We use models of logic/causality to constrain nature mechanically. It started with tool-making, then society-making, then civilisation and technology making.
And we are left uneasy - some even claim a foundational crisis - as it is all kind of both weirdly intuitive yet also neither clearly of the world or of the mind.
But, on the other hand, even understanding the concept of 'usefulness' relies on understanding logic. What do you think? — boundless
Self-referentiality is not an issue for a self-organising system. Circularity creates problems. Hierarchies fix them. The disjunction of the dyad becomes the conjunction of the triad.
Let's say that, indeed, logical principles are a 'reflection' of an intelligible structure of the world. How could one 'prove' this view? — boundless
I am taking the Peircean approach here. Truth is what a rational process of inquiry arrives at in the limit.
We hazard a guess, take the risk of assuming a belief, and then discover the pragmatic consequences of doing that. We systematically doubt what we have assumed until we reach a point that further doubt has become useless. Moot. A difference that no longer could make a difference in practice.
Proof seems a really big thing. But it is only important to the deductive phase of Peirce’s three stages in the development of a state of reasonable belief.
We start with the abductive guess. An idea about an explanation. Then we apply a process of deduction that is rigorous in terms of being closed for entailment. We break down our intuition into a set of specific logical expectations. This formal encoding of a proposition - if A, then B, or however we might phrase it - proposes a consequence we can then measure in terms of what actually follows.
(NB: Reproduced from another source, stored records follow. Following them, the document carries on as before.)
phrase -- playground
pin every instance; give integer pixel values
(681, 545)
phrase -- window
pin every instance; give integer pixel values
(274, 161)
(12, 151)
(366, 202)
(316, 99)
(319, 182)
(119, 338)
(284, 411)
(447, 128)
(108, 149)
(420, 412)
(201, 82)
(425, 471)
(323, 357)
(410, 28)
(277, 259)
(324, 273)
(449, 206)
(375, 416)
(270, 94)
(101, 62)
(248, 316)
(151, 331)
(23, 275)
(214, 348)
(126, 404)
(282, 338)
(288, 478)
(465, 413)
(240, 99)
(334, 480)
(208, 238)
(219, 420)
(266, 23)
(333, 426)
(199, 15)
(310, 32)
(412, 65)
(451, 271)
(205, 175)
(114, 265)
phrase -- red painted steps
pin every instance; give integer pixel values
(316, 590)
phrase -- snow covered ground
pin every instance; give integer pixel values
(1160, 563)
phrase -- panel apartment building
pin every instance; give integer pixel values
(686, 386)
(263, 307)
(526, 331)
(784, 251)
We can inductively confirm the proposition to the degree that it isn’t being contradicted.
But in order to accept a view or another, it might be needed to be shown that such a view is better than others (or a skeptical approach on the issue). — boundless
If the semiotic modelling relation has been working for life and mind since its biological beginning, and a semiosis founded in number is merely the latest instantiation of this natural story, then that would be a pretty grounded tale I would have thought.
One that is neither stranded in realism or idealism but founded in a lived relation that humans have with their world.